A few decades ago, morphology-dependent resonances in the Mie scattering of spherical particles were revisited and theoretically described. Nowadays, this phenomenon, known as a whispering gallery mode (WGM), is observed in solid microcavities of various geometries.
Microresonators allow access to a broad variety of light–matter interaction phenomena, and have recently been demonstrated as extraordinary tools for biochemical sensing in ultra-small volumes. However, their direct immersion in liquids is challenging, as it reduces the Q-factor and poses serious technical limitations.
In new research, the idea of sensors based on cavities made directly from liquid droplets has been explored. The researchers responsible have demonstrated free-space laser excitation of whispering gallery modes in vertically suspended oil droplets, recording Q-factors of over 105.
A droplet presents unique advantages, owing to direct particle- or analyte-delivery modalities through the liquid environment, and it also serves as a miniature lab, being both the sensor and sample at the same time.
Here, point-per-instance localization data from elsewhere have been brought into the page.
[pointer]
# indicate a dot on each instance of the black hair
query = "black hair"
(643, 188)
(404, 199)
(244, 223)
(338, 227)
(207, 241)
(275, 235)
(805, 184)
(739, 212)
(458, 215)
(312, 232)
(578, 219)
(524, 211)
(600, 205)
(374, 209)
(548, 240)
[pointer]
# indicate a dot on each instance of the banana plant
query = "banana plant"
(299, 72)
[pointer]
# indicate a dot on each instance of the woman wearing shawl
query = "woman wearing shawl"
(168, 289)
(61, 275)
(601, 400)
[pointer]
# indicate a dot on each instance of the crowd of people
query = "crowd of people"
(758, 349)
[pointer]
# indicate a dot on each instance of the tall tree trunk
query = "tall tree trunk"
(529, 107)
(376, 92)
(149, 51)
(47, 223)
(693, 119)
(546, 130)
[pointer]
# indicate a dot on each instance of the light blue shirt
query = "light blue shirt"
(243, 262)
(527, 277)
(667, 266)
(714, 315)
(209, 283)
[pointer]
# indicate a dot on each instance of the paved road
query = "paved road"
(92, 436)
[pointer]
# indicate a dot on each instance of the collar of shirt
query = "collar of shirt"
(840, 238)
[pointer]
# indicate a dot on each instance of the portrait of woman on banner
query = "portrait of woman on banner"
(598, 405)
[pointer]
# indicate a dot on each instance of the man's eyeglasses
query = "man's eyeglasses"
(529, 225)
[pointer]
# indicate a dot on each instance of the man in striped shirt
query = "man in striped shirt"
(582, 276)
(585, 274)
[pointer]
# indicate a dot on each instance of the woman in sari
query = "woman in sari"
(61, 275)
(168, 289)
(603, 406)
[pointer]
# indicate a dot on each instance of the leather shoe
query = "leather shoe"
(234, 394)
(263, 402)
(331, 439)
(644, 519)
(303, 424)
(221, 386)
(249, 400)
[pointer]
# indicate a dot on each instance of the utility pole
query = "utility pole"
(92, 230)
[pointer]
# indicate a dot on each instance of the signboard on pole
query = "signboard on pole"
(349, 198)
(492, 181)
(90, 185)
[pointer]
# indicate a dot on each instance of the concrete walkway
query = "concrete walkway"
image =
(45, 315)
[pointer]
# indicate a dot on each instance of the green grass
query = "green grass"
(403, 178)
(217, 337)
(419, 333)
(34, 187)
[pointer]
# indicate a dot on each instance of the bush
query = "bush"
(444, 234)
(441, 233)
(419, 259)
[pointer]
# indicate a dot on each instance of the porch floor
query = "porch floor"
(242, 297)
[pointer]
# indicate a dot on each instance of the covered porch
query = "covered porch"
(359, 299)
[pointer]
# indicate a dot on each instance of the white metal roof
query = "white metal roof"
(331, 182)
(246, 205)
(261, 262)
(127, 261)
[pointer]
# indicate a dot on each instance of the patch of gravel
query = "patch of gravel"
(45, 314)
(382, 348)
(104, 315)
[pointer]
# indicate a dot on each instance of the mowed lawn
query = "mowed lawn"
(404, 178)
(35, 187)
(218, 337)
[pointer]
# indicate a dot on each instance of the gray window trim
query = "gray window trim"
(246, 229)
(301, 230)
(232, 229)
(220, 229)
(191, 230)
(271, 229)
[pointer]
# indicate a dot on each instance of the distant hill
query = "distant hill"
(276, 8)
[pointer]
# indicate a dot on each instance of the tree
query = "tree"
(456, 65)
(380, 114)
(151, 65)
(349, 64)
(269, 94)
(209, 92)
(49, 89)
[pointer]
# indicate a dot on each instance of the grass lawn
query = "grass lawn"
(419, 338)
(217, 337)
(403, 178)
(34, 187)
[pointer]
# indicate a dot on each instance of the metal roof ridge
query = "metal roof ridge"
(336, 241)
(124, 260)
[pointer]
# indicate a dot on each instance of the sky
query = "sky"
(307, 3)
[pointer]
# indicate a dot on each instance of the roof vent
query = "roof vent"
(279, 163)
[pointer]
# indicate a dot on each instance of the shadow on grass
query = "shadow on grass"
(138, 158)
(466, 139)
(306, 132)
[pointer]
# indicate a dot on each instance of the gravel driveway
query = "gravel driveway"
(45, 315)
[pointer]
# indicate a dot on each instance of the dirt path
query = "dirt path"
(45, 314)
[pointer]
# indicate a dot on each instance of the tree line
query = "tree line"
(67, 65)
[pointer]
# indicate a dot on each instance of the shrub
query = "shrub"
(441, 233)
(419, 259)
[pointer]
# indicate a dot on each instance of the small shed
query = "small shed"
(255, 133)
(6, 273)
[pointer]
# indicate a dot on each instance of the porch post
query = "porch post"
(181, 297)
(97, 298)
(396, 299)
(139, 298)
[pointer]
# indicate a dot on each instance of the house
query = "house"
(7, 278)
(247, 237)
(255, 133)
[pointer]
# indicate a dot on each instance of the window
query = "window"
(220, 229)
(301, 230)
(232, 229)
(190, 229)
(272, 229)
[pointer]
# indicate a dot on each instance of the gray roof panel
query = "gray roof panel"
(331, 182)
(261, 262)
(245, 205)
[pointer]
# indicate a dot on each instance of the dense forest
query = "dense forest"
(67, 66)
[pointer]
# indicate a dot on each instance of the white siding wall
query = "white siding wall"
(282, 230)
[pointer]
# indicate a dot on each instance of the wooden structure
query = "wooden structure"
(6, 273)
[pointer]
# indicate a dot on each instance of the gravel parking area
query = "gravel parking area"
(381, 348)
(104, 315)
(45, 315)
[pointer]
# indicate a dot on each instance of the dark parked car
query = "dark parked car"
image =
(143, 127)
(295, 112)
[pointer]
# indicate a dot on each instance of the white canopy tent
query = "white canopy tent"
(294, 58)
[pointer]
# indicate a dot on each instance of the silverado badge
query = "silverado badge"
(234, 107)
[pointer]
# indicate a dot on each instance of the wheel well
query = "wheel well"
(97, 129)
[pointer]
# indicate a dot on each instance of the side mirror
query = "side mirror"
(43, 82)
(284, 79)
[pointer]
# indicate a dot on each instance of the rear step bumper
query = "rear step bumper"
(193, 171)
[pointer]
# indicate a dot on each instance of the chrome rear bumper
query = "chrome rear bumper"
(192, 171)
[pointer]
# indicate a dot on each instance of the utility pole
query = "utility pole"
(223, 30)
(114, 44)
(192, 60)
The lifetimes of photons trapped in the droplet are measured for the sensing of species dissolved in the liquid. Real-time measurements of WGM shifts induced by nanoparticles are also feasible, via resonance-frequency tracking.
As opposed to solid microcavities, where the evanescent tail is monitored, the intracavity field of these liquid microresonators is directly exploited, thereby pushing down the ultimate detection limits.
This approach opens a realm of applications for biosensing and spectroscopy, as well as for the characterization of viscous-elastic properties of fluid materials.
The concept of a liquid droplet cavity enables intriguing scenarios to investigate new physical phenomena, such as nonlinear light generation and cavity optomechanical effects in liquid media.